A ‘long-standing friendship’ with Eddie Holland

A ‘long-standing friendship’ with Eddie Holland

      Even so, Schiffer’s fidelity to Gordy’s business was never more apparent than during the company’s internal dispute with Holland/Dozier/Holland. “George and I got on well,” Eddie Holland wrote in Come and Get These Memories, citing their “long-standing friendship.” But when Holland kept pressing the lawyer about H/D/H getting their own label within Motown, something snapped. He remembered Schiffer saying, “Eddie? Look. We have contracts on you, we have contracts on your brother and we have contracts on Lamont. We don’t have to give you anything.” The tone of everything changed after that.

      John Marshall retains positive memories of Schiffer, not least because when the Englishman told him that he was considering leaving EMI Records, the lawyer called Barney Ales – who, by that point, was Motown’s executive VP and general manager – to suggest finding ways to keep Marshall on side. “He also immediately arranged for me to see the Temptations in New York during an early appearance of Dennis Edwards.” Soon afterwards, Marshall was hired directly by Motown as its man in Europe.

      Schiffer seldom sought the media spotlight, although he caused a ripple in 1970 by writing to The Harvard Crimson, the newspaper of his alma mater, to criticise publicly the college’s suspension of black students who were protesting racially-discriminatory practices. This squared with his earlier stint as lead attorney for the Congress of Racial Equality.

      When Motown relocated to Los Angeles, Schiffer followed, giving up his New York practice for a post as the company’s planning director and, in 1975, as a vice president. Soon afterwards, though, he quit and turned his hand successfully to artist management, with Ashford & Simpson and Candi Staton among his clients – both signed, coincidentally, to a division of the firm he joined upon graduating from Harvard.

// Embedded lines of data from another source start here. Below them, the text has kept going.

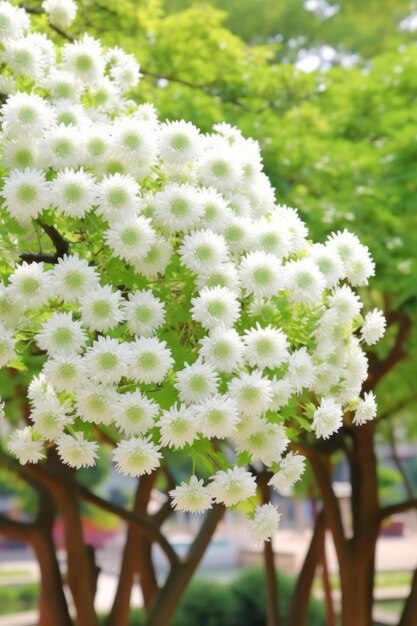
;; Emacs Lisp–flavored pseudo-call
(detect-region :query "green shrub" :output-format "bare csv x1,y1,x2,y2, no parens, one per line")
172,579,239,626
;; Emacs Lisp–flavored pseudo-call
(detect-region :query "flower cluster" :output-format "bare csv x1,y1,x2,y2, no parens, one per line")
0,1,385,543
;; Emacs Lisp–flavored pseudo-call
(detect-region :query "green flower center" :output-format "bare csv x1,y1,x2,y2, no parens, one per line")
65,270,85,290
108,187,128,208
241,385,260,402
21,277,40,296
99,352,118,370
120,227,140,246
136,306,153,323
59,363,76,380
126,406,146,422
123,132,141,150
195,244,214,262
18,184,37,204
18,106,36,124
92,300,111,318
14,149,33,168
88,138,106,157
256,338,273,356
254,268,272,286
207,409,224,425
64,183,83,203
75,54,93,72
189,374,208,393
171,198,189,218
138,351,158,370
170,134,189,151
53,327,73,347
211,160,229,179
207,300,226,317
213,341,231,359
54,139,72,158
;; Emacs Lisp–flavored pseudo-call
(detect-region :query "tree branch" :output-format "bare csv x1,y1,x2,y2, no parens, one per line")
20,220,69,265
379,498,417,521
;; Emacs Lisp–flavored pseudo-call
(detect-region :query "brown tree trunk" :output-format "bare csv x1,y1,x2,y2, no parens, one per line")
258,471,280,626
145,505,224,626
339,547,376,626
398,563,417,626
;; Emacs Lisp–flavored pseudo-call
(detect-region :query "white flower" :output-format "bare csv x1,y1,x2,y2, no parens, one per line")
243,324,289,370
104,216,156,263
83,336,130,385
9,262,51,309
197,148,242,192
108,49,142,91
268,377,293,411
128,337,173,384
253,217,292,259
287,348,316,394
113,391,158,436
43,69,84,102
199,327,244,373
0,324,16,367
27,373,56,406
40,125,83,170
284,259,326,306
50,168,97,218
345,247,375,287
96,173,141,221
1,93,54,138
0,3,30,41
29,395,71,441
179,230,229,274
194,394,240,438
2,137,38,170
153,183,202,233
83,126,112,166
134,235,172,279
169,475,213,513
228,370,273,418
239,251,283,299
326,229,362,265
114,118,156,178
328,285,362,322
42,0,77,29
2,38,45,79
235,420,289,465
196,262,240,293
36,312,87,355
61,35,105,85
8,427,45,465
76,382,118,425
2,168,50,222
353,391,377,425
198,187,232,231
49,254,99,303
191,286,241,331
42,353,85,392
113,437,162,477
247,503,281,544
0,284,15,327
223,217,254,254
123,290,165,337
209,467,256,506
308,243,345,288
268,452,306,492
79,284,125,332
57,432,98,469
312,398,344,439
158,120,201,163
273,205,308,252
158,403,200,448
360,309,386,346
174,361,219,405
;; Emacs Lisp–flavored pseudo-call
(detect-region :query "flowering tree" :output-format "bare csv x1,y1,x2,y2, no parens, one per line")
0,2,386,626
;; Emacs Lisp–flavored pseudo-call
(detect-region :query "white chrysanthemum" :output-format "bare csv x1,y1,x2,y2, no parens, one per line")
194,394,240,439
76,383,117,425
134,235,173,279
50,168,97,218
96,173,141,221
90,78,122,114
243,324,289,370
268,377,294,411
8,262,51,309
361,309,386,346
104,216,155,263
49,254,99,303
311,362,342,395
198,187,232,231
108,49,142,91
42,353,85,392
83,336,130,385
312,398,344,439
23,33,55,69
247,503,281,544
42,0,77,29
128,337,173,384
113,437,162,477
199,327,244,373
36,312,86,356
228,370,273,418
169,475,213,514
209,467,256,506
0,284,15,327
253,217,292,259
83,126,112,166
0,324,16,367
8,427,45,465
42,69,84,101
53,100,89,128
0,74,16,96
61,35,105,85
353,391,377,426
2,168,50,222
1,93,54,138
197,148,242,192
328,285,362,322
345,247,375,287
236,420,289,465
114,118,156,178
287,348,316,394
2,137,38,170
0,2,30,40
27,373,56,406
223,217,254,254
174,361,219,405
29,395,71,441
153,183,202,233
179,230,229,274
79,284,125,332
239,251,283,299
158,403,200,448
158,120,201,164
123,290,165,337
273,205,308,253
57,432,98,469
40,125,83,171
191,286,240,331
195,262,240,293
226,192,252,219
113,391,158,436
268,452,306,492
284,259,326,306
308,243,345,288
327,229,362,266
1,38,45,79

      And Stax Records? In 1976, Schiffer testified on its behalf during bankruptcy proceedings in Memphis, making the case for the future. “Stax should be put back into operation, not torn up into little pieces,” he told the judge in the case, presenting a plan for its reopening.

      Eventually, ill health took its toll. John Marshall remembered that Schiffer “had some sort of breathing problem, which also somewhat influenced the way he spoke.” In 1982, the lawyer suffered a stroke and retired in Massachusetts, the state to which he had, more than 40 years earlier, emigrated from war-torn Europe. On December 12, 2002, he died of heart failure at age 73.

      George Schiffer’s backstory was, indeed, like few others at Motown.

Music notes: Motown’s 1965 soundtrack album for Nothing But A Man is something of a rarity in vinyl form. It’s also not available on streaming services, at least as of this writing. But since the long-player was a compilation of previously-issued Hitsville material, this West Grand playlist captures both its content and track sequence. As Joshua Hargreaves wrote in the original liner notes: “Proven pleasurability to the listener being a pre-built-in ingredient, this soundtrack, when related to Nothing But A Man in its entirety, makes this album an outstanding adjunct to a true depth of feeling and understanding in the area.” For sure.

Trivia notes: those with an appetite for Motown minutiae may recognise the title of this particular WGB as the name of the campaign song which Berry Gordy co-wrote for the husband of his sister Esther, George Edwards, when he ran for re-election to the Michigan state legislature in 1958. Jackie Wilson recorded “Let George Do It,” and it can be heard here. As for entertainment attorney Harold Orenstein, mentioned above, he was well-known for representing the work of Broadway composer Frank Loesser. Which may explain why Motown released the original cast album of the 1976 theatrical revival of Loesser’s Guys and Dolls with an all-black cast. George Schiffer might even have handled negotiations for the recording.